# Lost Beauty



## DTPCHEMICALS (Jul 24, 2006)

I have just been to check on our little sheltie Beauty. She has passed away in her sleep.

Lost Barney her twin last weekend.
Two of the greatest Shelties we have owned.

Dave p


----------



## suedew (May 10, 2005)

Sad times Dave.

sue


----------



## motormouth (Jul 3, 2010)

You have been through the mill recently Dave. Really sorry about all your bad news over the past week or two.

Hope for happier times ahead.


----------



## erneboy (Feb 8, 2007)

Very sad Dave.


----------



## JackieP (Oct 15, 2006)

Sorry to hear this news Dave. Take care of yourself.


----------



## LisaB (Apr 24, 2009)

What a shame  A comforting thought that she was at home and comfy in her own bed


----------



## Mikemoss (Sep 5, 2005)

So very sorry to hear this news Dave. I've never met you, but I share your grief at the loss of a much-loved friend and companion.

Hope you find happier days ahead soon.


----------



## zulurita (May 9, 2005)

So sorry Dave. At least Beauty passed away at home peacefully in her bed. She probably missed Barney, so they are now reunited.

It is tough for us owners as we miss them so much.


----------



## MrsW (Feb 8, 2009)

So sorry to hear your sad news Dave. You've really been through the mill recently. I do hope things improve for you!


----------



## Penquin (Oct 15, 2007)

Words cannot express the feelings of sadness that you will be experiencing.

So I will not try; our thoughts are with you.

Dave


----------



## CurlyBoy (Jan 13, 2008)

Dave,Our thoughts and sympathy are with you at this very sad time,still grieving for the loss of Jag last week,so know how you are feeling.
curlyboy


----------



## aldra (Jul 2, 2009)

Dave sorry to hear that Beauty has passed away

Running free with Barney now

Thinking of you

Sandra


----------



## Hezbez (Feb 7, 2009)

Sorry to hear your (latest) bad news Dave.
RIP Beauty and Barney


----------



## Suenliam (Mar 22, 2006)

All their lives together and still together. Can't imagine how you must be feeling just now. The only saving grace is that it must get better now.

Run free little ones

Sue


----------



## rowley (May 14, 2005)

You are going through a really sad time at the moment Dave. Thoughts are with you.


----------



## richardjames (Feb 1, 2006)

What a sad time for you at the moment - my thoughts are with you


----------



## forterotwins (Feb 25, 2008)

I know how hard it is to lose a beloved pet. We lost Our Jake in December after 16 years. The following poem has given me a lot of comfort over the last few months, I hope it brings you some comfort too.

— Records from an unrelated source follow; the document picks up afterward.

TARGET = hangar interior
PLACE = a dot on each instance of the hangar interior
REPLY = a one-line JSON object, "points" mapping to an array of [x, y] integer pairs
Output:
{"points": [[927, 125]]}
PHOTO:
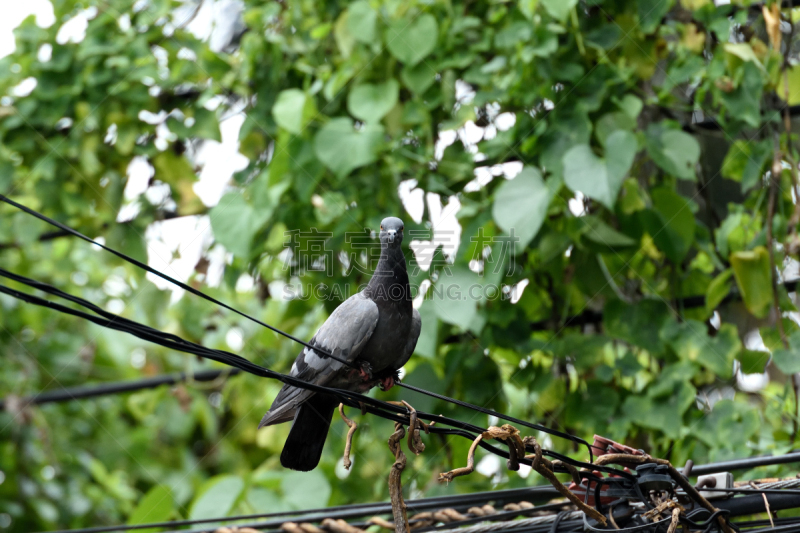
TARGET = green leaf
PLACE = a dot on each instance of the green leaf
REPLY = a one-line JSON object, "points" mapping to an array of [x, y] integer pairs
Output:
{"points": [[638, 324], [418, 78], [673, 226], [342, 149], [730, 425], [746, 162], [754, 362], [455, 297], [371, 103], [330, 206], [788, 360], [217, 497], [428, 337], [744, 52], [235, 222], [690, 341], [651, 12], [411, 41], [520, 205], [674, 151], [559, 9], [752, 272], [600, 179], [293, 110], [793, 75], [155, 506], [718, 289], [601, 233], [665, 414]]}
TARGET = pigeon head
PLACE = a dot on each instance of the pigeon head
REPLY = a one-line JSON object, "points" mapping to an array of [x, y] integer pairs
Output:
{"points": [[391, 231]]}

Weep not for me though I am gone into that gentle night
Grieve if you will, but not for long upon my soul's sweet flight.
I am at peace, my soul's at rest, there is no need for tears.
For with your love I was so blessed for all those many years.
There is no pain, I suffer not, the fear now all is gone.
Put now these things out of your thoughts, in your memory I live on.
Remember not my fight for breath, remember not the strife
Please do not dwell upon my death, but celebrate my life.


----------



## Sprinta (Sep 15, 2010)

**** **** **** **** sad times Dave, so sorry. My thoughts are with you


----------



## Zube (May 27, 2008)

So sorry to hear your news - a dreadful time for you at the moment. Try to remember all the good times with them. I know how you are feeling as we lost our Barney earlier this year and still feel the pain.

Take care Sue


----------



## LadyJ (May 9, 2005)

Sorry to hear your sad news Dave, Run Free Beauty xx



Jacquie


----------